Sirius fece quasi cadere i piatti prima di posarli sul tavolo. Li riprese appena in tempo, facendo scivolare il piatto di James di fronte a lui con leggermente più forza di quanto fosse necessaria. James lo fermò prima che cadesse dal bordo, però, e cominciò a sotterrare con praticità la sua faccia nei fagioli e toast.

“Oh, no, no, assolutamente no, amico.”

Sirius sbatté le palpebre, alzando lo sguardo dalla sua forchettata di uova. James stava gesticolando arrabbiato verso di lui con la forchetta, schizzando sugo di fagioli su tutto il tavolo e su Sirius. Almeno la sua canottiera era già macchiata dall'olio e il grasso degli aeroplani.

“Che cosa abbiamo detto riguardo quell'espressione? Stai facendo la faccia. La faccia da Lunastorta.”

James aveva tirato fuori il suo stupido nomignolo preferito per quando Sirius fantasticava sul suo perso Remus. Doveva essersi notato molto. Sirius fece una smorfia e lanciò un'occhiataccia alle sua uova, infilzandole con violenza e portandosele alla bocca con tanta ferocia da far invidia a un lupo. Quando James continuò a punzecchiarlo con la forchetta, tra un sorso e l'altro di tè, Sirius finalmente cedette. “Stavo solo pensando a qualcosa che volevo dirgli.” James allargò gli occhi, aspettando che gli dicesse di più mentre la sua forchetta tornava al giusto compito: stipare quanto più cibo possibile in una volta nelle sue fauci spalancate. Sirius sospirò. “Geometria iperbolica. Seguo questo corso, e mi chiedevo se Lunastorta sapeva che c'erano altre-”

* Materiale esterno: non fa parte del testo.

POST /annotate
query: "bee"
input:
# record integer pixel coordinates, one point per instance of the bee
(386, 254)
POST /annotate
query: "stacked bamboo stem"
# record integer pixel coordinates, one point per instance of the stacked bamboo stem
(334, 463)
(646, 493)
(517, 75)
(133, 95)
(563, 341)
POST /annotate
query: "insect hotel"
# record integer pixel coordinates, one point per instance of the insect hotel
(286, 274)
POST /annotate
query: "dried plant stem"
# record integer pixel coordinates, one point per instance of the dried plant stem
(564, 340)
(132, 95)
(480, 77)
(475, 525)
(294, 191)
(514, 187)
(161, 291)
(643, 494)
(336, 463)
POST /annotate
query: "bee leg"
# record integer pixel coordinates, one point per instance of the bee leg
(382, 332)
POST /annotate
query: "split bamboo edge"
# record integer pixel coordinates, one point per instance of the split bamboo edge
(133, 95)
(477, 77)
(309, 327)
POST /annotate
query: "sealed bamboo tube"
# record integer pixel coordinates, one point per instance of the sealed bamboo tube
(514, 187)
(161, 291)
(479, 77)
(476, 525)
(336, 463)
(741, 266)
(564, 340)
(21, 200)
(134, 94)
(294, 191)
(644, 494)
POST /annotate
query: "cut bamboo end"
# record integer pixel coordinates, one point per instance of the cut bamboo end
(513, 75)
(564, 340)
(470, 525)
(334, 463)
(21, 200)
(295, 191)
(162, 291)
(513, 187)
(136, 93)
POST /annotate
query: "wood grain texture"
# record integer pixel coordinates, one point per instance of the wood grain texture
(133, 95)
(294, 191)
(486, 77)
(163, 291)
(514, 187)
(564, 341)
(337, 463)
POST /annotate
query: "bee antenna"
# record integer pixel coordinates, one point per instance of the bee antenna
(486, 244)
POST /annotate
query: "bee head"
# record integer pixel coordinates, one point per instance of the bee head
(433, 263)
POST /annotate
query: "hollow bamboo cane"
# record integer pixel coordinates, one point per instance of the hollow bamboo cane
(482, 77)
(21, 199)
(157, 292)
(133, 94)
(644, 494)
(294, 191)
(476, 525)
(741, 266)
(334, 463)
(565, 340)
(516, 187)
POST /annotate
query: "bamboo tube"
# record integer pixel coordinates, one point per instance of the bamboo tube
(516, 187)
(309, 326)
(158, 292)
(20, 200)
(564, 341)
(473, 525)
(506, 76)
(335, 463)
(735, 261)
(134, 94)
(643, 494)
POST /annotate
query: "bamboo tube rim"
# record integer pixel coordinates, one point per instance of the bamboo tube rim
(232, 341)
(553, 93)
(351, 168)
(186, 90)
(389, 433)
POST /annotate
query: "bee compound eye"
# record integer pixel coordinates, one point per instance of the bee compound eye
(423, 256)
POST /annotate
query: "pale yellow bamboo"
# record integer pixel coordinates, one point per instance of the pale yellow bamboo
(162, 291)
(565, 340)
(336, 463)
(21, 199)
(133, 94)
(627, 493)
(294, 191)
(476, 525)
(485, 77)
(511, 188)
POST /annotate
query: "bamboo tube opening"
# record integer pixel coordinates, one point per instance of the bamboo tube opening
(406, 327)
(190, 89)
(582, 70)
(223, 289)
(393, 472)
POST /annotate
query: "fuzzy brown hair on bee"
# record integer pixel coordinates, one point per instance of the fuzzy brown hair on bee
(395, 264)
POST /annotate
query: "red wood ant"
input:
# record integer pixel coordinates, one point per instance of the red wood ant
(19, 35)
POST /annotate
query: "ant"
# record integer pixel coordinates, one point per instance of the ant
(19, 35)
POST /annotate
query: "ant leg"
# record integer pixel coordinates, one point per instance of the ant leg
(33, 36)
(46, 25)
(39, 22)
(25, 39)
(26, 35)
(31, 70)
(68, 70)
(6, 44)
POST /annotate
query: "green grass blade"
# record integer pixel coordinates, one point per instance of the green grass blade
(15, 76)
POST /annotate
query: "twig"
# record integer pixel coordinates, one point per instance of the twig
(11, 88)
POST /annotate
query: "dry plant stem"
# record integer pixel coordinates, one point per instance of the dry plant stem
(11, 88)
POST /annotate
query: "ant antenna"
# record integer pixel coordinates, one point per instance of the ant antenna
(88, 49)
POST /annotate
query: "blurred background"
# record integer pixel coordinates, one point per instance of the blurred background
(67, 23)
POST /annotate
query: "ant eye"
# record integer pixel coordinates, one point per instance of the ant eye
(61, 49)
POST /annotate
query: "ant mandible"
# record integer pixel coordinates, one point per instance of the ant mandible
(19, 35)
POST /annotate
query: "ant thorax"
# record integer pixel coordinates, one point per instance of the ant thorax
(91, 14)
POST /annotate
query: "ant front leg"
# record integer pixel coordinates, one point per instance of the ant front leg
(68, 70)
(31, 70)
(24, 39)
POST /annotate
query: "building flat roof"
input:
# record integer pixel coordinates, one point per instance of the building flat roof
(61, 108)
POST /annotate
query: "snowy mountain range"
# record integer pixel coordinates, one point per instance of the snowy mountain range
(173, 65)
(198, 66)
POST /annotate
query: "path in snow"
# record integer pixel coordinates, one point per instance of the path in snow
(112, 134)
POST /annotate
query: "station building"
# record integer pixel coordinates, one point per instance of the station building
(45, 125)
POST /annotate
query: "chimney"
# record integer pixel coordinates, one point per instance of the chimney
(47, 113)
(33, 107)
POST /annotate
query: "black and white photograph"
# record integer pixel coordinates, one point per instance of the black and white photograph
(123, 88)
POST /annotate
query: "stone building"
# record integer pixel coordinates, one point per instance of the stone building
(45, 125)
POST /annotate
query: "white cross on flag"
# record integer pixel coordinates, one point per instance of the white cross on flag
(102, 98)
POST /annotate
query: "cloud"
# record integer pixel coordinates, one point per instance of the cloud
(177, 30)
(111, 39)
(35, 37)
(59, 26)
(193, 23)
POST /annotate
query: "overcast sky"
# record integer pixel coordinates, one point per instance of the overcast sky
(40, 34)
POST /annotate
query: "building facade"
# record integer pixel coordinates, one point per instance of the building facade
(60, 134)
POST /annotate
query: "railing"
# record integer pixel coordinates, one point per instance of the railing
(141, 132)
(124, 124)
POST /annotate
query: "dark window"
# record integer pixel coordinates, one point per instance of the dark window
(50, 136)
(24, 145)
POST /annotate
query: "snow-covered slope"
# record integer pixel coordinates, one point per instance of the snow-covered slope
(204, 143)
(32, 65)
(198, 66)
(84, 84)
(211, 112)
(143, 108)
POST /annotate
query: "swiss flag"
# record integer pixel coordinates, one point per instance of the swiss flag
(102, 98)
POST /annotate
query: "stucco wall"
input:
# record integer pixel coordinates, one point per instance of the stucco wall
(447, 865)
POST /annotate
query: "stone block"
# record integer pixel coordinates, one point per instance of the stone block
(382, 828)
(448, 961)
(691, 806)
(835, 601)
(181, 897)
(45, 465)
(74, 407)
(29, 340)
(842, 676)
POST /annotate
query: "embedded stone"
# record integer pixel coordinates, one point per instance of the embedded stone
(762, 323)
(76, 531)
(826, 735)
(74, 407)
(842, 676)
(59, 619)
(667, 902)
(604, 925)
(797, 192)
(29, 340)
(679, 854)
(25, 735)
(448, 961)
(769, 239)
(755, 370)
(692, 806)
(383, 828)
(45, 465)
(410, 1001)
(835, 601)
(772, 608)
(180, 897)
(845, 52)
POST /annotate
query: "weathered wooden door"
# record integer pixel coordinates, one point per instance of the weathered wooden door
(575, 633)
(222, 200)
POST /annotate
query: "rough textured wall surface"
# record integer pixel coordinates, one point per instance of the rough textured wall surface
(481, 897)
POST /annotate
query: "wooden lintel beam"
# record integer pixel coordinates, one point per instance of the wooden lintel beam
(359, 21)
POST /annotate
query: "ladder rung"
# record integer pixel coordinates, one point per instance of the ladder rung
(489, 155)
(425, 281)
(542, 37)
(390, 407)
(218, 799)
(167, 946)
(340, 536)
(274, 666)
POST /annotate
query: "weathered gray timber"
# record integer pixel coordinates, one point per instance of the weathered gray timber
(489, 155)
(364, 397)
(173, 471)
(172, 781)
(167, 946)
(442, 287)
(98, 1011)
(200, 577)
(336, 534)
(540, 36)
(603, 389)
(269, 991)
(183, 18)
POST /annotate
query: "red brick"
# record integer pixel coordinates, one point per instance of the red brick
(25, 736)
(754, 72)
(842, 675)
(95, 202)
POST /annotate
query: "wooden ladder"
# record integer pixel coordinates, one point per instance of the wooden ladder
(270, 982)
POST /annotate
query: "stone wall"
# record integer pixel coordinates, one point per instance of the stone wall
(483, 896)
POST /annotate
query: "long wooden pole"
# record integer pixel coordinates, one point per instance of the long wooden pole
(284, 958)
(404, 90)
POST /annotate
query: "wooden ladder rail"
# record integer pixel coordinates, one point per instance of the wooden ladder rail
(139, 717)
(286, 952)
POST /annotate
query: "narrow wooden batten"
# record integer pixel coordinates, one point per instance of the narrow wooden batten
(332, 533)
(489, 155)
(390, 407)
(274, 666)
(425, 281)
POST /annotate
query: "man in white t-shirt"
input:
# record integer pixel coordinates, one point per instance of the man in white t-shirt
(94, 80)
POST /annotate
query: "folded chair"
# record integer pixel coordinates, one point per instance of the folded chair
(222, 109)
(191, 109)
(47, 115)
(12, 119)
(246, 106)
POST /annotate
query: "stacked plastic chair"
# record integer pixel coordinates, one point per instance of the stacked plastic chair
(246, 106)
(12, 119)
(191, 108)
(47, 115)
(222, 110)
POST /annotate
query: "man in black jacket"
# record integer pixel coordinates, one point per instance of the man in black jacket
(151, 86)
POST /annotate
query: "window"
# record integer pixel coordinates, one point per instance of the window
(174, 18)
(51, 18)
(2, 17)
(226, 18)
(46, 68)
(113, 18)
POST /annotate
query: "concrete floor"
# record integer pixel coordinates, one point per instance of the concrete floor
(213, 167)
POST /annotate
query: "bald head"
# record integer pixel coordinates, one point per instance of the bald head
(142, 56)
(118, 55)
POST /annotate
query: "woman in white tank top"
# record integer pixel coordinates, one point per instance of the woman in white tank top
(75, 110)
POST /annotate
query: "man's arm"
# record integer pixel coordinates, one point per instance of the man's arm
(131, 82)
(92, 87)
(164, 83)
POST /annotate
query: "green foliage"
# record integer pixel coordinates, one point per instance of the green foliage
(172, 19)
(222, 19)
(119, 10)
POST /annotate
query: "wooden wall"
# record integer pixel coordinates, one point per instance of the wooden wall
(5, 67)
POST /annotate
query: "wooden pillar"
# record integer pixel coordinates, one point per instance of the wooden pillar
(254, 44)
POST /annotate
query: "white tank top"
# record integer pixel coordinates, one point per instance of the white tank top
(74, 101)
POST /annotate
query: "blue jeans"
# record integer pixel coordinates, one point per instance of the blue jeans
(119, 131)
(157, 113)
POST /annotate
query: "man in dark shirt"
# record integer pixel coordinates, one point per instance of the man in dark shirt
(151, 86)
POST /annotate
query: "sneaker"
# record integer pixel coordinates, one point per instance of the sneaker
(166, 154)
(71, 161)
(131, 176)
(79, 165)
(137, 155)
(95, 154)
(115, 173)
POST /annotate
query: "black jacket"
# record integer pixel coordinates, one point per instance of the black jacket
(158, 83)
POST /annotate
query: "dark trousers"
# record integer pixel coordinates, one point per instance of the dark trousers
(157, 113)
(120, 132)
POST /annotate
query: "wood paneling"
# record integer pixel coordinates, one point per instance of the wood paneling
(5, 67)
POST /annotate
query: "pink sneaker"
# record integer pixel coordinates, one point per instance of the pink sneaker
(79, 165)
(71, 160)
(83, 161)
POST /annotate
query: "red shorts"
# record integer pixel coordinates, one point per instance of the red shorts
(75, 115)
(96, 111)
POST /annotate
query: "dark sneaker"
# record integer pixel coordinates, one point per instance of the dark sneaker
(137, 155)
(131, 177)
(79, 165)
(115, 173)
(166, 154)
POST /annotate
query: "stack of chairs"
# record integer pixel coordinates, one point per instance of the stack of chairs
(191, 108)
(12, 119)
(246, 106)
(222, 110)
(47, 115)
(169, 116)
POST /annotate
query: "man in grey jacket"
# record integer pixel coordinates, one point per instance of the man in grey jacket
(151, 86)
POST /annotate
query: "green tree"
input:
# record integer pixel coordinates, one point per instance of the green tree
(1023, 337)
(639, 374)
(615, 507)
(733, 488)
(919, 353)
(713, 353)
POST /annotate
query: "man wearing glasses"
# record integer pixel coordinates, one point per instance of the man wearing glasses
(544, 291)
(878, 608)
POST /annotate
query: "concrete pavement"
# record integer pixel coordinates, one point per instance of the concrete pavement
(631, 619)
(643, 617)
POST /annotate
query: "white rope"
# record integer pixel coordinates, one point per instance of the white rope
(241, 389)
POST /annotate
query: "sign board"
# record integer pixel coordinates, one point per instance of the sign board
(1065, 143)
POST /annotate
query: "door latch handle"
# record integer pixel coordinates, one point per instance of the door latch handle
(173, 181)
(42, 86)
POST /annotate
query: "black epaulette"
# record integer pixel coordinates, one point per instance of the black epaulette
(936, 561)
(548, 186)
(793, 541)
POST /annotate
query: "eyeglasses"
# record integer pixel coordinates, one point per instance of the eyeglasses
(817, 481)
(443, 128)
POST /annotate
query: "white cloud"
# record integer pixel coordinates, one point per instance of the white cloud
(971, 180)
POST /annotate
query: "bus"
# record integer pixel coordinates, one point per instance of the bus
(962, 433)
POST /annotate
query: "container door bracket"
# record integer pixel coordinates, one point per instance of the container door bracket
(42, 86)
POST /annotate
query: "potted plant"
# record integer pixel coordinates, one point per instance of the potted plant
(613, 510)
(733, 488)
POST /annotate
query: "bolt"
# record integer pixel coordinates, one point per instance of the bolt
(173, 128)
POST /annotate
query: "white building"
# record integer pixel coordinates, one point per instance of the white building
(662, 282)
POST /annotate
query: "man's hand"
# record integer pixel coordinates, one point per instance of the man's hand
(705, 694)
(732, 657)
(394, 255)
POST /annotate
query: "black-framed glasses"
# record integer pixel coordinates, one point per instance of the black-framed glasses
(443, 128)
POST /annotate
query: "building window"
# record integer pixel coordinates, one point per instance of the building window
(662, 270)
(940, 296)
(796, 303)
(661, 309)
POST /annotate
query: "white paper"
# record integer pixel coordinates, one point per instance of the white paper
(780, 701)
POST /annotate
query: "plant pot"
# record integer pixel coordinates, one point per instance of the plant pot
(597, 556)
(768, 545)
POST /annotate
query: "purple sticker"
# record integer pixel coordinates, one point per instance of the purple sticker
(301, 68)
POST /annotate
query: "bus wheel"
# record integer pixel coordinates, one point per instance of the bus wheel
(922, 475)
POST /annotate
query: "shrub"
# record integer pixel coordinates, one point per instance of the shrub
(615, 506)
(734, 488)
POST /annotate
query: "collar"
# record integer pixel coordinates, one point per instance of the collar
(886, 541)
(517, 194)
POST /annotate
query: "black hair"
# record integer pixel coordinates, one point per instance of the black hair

Con un sonoro gemito James sbatté la testa sul tavolo in modo preoccupantemente forte. Sirius, imperterrito, continuò a mangiare la sua colazione. Lo ignorò quando James iniziò a russare rumorosamente. A James non interessava niente di quella roba, okay, lo capiva. Era per quello che non gli aveva detto subito quello che stava pensando – era per quello che ne voleva parlare con Remus.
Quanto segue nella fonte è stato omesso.